Besides, the world was no place for toys or childish ideas. In Europe, folks had taken to killing each other over differences in adult ideas. At home, Woodrow Wilson’s New Freedom didn’t strike the Widow or any other hill dwellers as particularly new or particularly free.

There were moonshine stills to hide. Wood to chop. Fowl and game and antlered, four-legged beasts to track and lay down dead and cut open and bleed. Gods to pray before for guidance.

Trenchmouth would do all of these things between the Junes of 1914 and 1915. Had the foolish, erratic boys around him cared to listen, he’d have told them all that he could do fifty-nine push-ups. That his hunter’s eye was sharp and his taste in whiskey sharper. That his pecker had sprouted hair and was often hard as a rail spike, and that like them, he was looking to dip it in some young woman’s honeypot. He thought of little else.

His chance would come, of all places, among the women of the Church of God with Signs Following. Folks who professed to know no sin. No whiskey or tobacco or carnal knowledge at all. But, like it is for most of the religified, practicing and preaching are slippery handles of the hogwashed. And it would be among them that Trenchmouth’s manhood was shaped.

July 4th, 1915, fell on a Sunday. Among the Methodists, confusion ran high when celebrations burned out and hangovers set in. Sabbath hangovers, the most sinful of all. But for the followers of J.B. Smith, Tennessee transplant and converter to the Church of God with Signs Following, such headaches and gut checks were not an issue.

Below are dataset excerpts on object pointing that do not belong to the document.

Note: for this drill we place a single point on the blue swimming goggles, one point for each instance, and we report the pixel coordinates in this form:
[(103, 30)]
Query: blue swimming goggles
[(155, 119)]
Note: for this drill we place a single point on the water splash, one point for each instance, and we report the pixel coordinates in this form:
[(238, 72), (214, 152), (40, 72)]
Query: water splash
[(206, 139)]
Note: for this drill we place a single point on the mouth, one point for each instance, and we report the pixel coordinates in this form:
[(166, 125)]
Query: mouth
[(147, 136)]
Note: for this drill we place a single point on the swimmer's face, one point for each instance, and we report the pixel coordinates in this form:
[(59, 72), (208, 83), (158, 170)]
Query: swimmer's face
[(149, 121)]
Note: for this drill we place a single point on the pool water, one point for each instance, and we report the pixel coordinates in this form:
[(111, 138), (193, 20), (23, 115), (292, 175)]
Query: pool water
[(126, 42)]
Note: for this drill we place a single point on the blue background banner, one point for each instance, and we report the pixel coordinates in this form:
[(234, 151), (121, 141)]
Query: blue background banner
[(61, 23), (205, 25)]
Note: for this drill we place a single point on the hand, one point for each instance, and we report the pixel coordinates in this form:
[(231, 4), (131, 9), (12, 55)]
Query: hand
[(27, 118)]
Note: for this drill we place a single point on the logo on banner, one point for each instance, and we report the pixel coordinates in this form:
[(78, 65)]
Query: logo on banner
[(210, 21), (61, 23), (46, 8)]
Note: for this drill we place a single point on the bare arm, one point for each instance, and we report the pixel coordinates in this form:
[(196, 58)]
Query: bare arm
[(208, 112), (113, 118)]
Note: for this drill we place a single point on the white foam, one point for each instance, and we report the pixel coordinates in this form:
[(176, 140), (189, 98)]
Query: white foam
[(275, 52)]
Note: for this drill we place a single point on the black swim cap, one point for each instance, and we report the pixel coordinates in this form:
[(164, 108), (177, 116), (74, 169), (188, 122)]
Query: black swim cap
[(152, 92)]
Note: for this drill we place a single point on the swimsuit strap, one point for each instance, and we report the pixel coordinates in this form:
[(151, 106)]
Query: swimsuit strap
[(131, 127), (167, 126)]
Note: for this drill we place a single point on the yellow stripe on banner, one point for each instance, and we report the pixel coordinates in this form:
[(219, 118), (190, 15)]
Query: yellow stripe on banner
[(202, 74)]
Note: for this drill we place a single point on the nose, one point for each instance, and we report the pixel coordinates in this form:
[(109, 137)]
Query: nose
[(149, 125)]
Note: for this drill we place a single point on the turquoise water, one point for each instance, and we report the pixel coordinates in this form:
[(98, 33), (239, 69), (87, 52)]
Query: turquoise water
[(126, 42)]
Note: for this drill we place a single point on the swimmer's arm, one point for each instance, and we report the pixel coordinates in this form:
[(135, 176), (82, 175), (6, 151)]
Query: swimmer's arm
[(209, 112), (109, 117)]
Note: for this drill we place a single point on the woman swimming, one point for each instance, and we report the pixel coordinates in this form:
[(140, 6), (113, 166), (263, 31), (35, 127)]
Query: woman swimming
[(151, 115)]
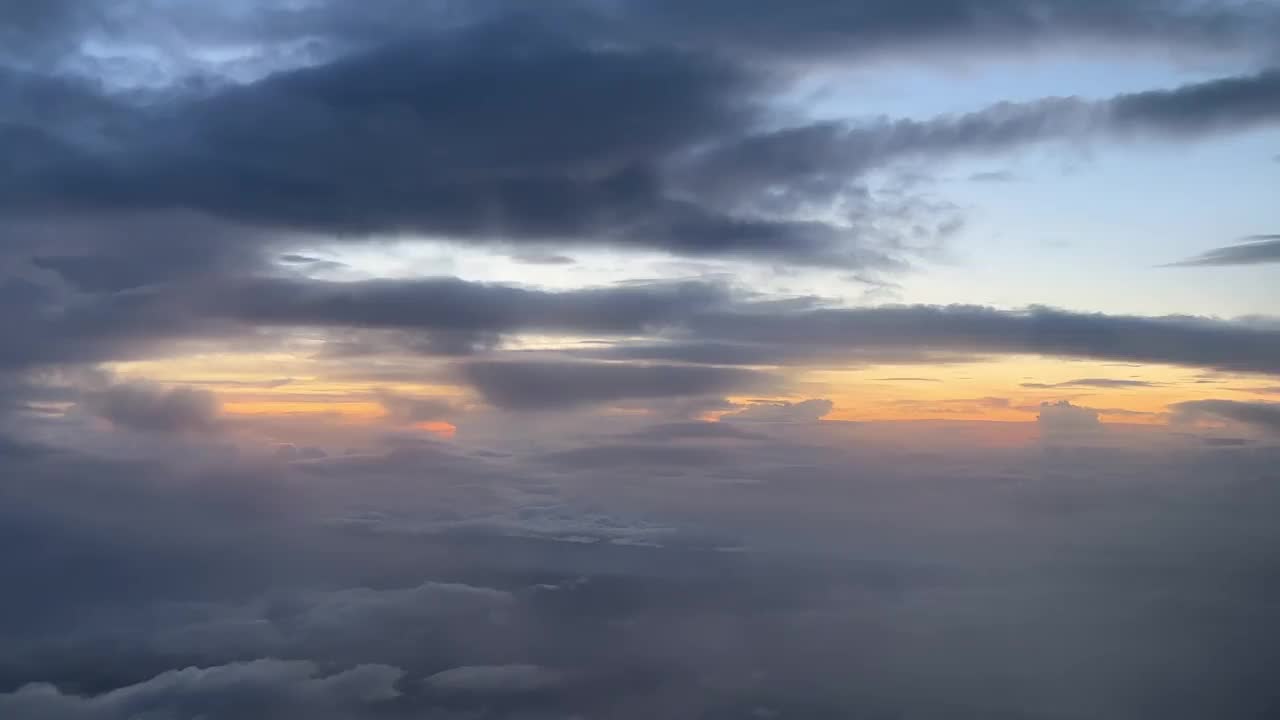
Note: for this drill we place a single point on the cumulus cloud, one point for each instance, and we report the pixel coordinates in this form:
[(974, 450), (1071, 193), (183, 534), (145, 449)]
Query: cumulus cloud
[(1063, 418)]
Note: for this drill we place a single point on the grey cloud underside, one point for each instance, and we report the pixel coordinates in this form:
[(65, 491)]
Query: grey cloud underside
[(688, 323), (222, 589), (1257, 250)]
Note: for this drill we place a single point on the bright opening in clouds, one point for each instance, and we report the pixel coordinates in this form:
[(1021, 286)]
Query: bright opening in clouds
[(631, 359)]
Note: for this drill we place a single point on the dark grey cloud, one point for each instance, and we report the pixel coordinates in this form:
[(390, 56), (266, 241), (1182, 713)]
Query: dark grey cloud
[(1264, 415), (1256, 250), (455, 305), (511, 131), (833, 28), (983, 331), (821, 158), (1093, 382), (144, 406), (277, 687), (557, 384)]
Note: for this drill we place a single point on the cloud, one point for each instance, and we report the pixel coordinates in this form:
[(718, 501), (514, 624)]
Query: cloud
[(228, 692), (1256, 250), (803, 411), (997, 176), (1262, 415), (832, 30), (961, 329), (1065, 419), (146, 406), (548, 384), (496, 679), (1111, 383), (818, 155)]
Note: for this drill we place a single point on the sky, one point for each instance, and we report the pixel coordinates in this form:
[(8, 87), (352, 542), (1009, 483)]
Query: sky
[(627, 359)]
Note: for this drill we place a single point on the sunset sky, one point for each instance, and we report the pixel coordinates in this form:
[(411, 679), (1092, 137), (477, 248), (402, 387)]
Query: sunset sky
[(639, 358)]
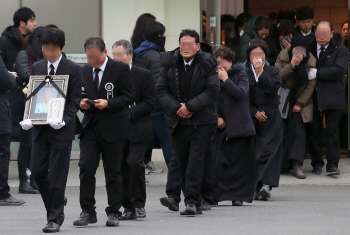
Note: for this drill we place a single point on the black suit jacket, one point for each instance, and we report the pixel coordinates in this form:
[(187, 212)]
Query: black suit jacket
[(140, 113), (113, 120), (73, 97)]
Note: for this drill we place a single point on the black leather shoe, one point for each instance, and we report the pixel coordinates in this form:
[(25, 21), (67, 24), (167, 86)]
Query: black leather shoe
[(85, 219), (61, 219), (25, 188), (140, 213), (237, 203), (190, 210), (11, 201), (127, 215), (333, 171), (206, 206), (170, 203), (317, 170), (112, 221), (51, 227)]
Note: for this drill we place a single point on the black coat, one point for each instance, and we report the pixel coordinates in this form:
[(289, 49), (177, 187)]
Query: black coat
[(73, 97), (264, 94), (112, 121), (150, 61), (140, 113), (10, 45), (205, 88), (330, 76), (233, 105), (7, 81)]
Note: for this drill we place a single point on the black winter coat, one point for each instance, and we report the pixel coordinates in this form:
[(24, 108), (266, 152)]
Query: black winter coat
[(10, 45), (7, 81), (205, 88), (331, 69), (233, 105)]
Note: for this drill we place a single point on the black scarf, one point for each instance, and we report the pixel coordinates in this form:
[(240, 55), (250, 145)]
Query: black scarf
[(300, 74)]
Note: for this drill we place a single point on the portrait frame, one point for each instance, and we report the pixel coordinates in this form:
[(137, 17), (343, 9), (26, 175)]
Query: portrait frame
[(36, 107)]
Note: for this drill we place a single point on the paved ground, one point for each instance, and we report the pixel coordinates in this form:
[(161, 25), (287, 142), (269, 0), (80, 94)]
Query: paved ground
[(316, 205)]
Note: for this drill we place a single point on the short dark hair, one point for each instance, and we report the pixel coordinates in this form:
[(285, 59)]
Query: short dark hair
[(23, 14), (255, 43), (189, 32), (153, 30), (304, 13), (325, 21), (226, 53), (285, 27), (95, 42), (262, 23), (55, 37)]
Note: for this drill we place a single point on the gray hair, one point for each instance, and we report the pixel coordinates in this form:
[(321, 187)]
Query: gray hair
[(126, 45), (95, 42)]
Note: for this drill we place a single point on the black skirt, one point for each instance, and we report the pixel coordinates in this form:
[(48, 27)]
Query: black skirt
[(235, 169), (269, 151)]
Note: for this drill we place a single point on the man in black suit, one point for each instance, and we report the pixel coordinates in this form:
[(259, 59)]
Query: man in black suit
[(107, 93), (52, 144), (140, 133), (329, 96), (188, 88)]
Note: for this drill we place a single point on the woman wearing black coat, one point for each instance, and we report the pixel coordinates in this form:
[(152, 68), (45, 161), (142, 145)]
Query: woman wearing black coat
[(235, 168), (264, 82), (24, 61)]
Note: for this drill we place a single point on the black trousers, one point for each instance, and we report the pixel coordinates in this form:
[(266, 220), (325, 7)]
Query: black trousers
[(133, 175), (174, 183), (50, 166), (332, 117), (4, 165), (92, 144), (190, 145), (24, 153)]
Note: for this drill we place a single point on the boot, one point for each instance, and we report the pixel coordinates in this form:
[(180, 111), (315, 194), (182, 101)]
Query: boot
[(25, 188), (298, 170)]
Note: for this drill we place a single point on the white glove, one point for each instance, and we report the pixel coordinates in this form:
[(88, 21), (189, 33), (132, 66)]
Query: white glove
[(56, 124), (312, 73), (26, 124)]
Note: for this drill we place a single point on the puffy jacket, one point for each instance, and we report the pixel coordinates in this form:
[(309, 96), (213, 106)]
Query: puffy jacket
[(205, 88)]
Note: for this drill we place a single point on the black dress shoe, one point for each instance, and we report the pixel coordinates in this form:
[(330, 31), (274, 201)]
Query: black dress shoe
[(11, 201), (317, 170), (112, 221), (333, 171), (206, 206), (61, 219), (170, 203), (85, 219), (140, 213), (127, 215), (237, 203), (25, 188), (51, 227), (190, 210)]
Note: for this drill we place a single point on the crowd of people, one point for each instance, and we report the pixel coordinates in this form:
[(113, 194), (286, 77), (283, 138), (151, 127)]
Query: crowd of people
[(228, 121)]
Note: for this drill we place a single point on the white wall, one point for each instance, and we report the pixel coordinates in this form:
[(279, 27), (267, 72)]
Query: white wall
[(119, 18)]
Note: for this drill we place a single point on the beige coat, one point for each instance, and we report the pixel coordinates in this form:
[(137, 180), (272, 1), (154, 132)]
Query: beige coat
[(304, 93)]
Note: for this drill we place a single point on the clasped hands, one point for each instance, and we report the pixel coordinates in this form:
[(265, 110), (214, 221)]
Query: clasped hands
[(183, 112)]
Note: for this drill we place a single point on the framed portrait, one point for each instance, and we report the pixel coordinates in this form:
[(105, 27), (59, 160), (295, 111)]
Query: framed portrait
[(37, 107)]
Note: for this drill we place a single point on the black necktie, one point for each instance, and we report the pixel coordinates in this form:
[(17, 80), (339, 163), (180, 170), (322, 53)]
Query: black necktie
[(52, 71), (321, 53), (97, 79)]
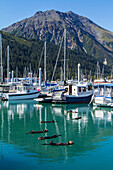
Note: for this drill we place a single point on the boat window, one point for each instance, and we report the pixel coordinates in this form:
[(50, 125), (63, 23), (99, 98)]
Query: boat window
[(90, 87), (66, 89), (79, 89), (84, 89), (108, 91)]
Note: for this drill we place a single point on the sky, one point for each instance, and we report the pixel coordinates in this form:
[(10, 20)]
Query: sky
[(99, 11)]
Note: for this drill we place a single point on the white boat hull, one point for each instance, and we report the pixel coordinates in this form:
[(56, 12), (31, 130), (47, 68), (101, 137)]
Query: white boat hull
[(21, 96)]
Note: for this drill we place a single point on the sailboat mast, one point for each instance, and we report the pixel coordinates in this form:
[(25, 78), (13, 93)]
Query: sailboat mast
[(7, 63), (45, 61), (1, 57), (64, 52)]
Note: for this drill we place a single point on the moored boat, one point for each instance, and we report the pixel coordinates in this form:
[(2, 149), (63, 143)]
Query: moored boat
[(21, 92)]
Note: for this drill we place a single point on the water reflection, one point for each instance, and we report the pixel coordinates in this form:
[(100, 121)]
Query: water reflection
[(20, 117)]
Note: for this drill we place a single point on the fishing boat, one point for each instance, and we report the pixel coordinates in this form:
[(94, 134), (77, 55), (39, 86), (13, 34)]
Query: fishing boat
[(74, 93), (20, 91), (103, 95)]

This was because, presumably, these talkers-in-tongue, these snake handlers and strychnine sippers, they did not sin in drink or smoke or fornication.

On Independence Day, leaning against their ramshackle house of worship, spitting in the dirt, Trenchmouth didn’t buy it. These worshippers inside hollered nonsensically and dropped to the floor like their hearts had stopped; he could hear the thumping from outside. But it wasn’t the authentic article, as far as he was concerned. And, three inches short of six feet though not yet thirteen, Trenchmouth was almost advanced in the field of judging articles as authentic or not.